A coalition of NGOs, local residents and faith groups has announced a wave of protests in London next week in opposition to one of the world's largest arms fairs. Defence and Security Equipment International (DSEi) is due to be held at London's Excel Centre from Tuesday 13 - Friday 16 September.

Many of the groups are confident that they can shut down, or at least significantly disrupt the arms fair. Some are focusing on "shaming the government" and making them aware of the level of public outrage, to ensure that DSEi does not happen again.

There has been particular disgust that the fair will take place in the same week as the tenth anniversary of the attacks on the World Trade Centre.

Campaigners say that the UK government's welcome of the Arab Spring is undermined by their willingness to invite representatives of oppressive regimes to view arms for sale on British soil. In previous years, the UK government has invited delegations from the government's of Saudi Arabia, Bahrain and Gaddafi's Libya to DSEi. The guest list for this year has yet to be made public.

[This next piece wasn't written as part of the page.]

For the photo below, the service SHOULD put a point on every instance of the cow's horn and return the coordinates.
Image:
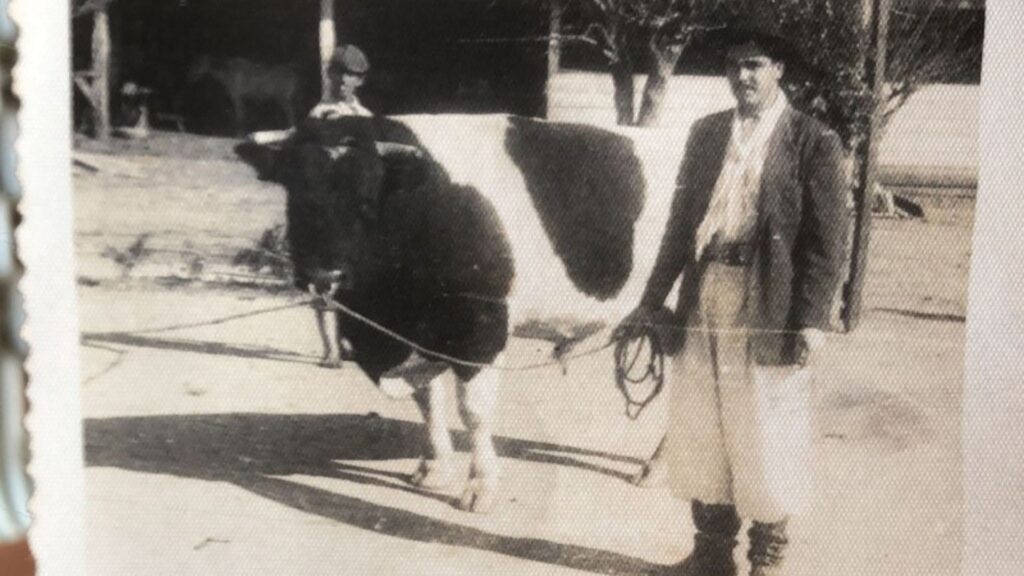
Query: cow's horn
(389, 149)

DSEi is owned by Clarion Events and is run with financial and political support from the UKTI, a unit of Vince Cable's Department for Business.

The Stop the Arms Fair coalition has brought together a range of groups. They include the Campaign Against Arms Trade (CAAT) as well as the Fellowship of Reconciliation, a Christian-based peace campaign. They are joined by groups focused on direct action such as Disarm DSEi and local residents' organisations such as East London Against the Arms Fair (ELAAF).

Protests begin tomorrow (Thursday 8 September), when there will be a demonstration outside a pre-DSEi seminar for arms dealers, focusing on arms sales opportunities in the Middle East. The CAAT Christian Network will hold a Day of Prayer on Sunday and there will be a multifaith silent vigil at the steps of the Excel Centre on Monday evening.

On Tuesday 13 September, the arms fair will open to a series of protests, including a lawful demonstration, a mass lobby of Parliament, street theatre in central London and a series of nonviolent direct actions.

A spokesperson for Stop the Arms Fair said, "We will be doing everything we can to shut down DSEi 2011 and to shame the government for sponsoring it. This disgusting event needs to come to an end."

In a move that will severely restrict the freedom to protest around the arms fair, Home Secretary Theresa May has banned all marches in east London in September. In response, the spokesperson remarked, "Once again, demands from weapons makers and tyrannical regimes to have an arms-dealing jamboree are put ahead of the rights of objectors and local people to have their say."

The coalition's spokesperson continued, "While local residents in Newham face cuts to public services worth £116 million, it is an outrage that the government is spending taxpayers' money hosting arms dealers and human rights oppressors, suppressing public opinion and subsidising the arms trade".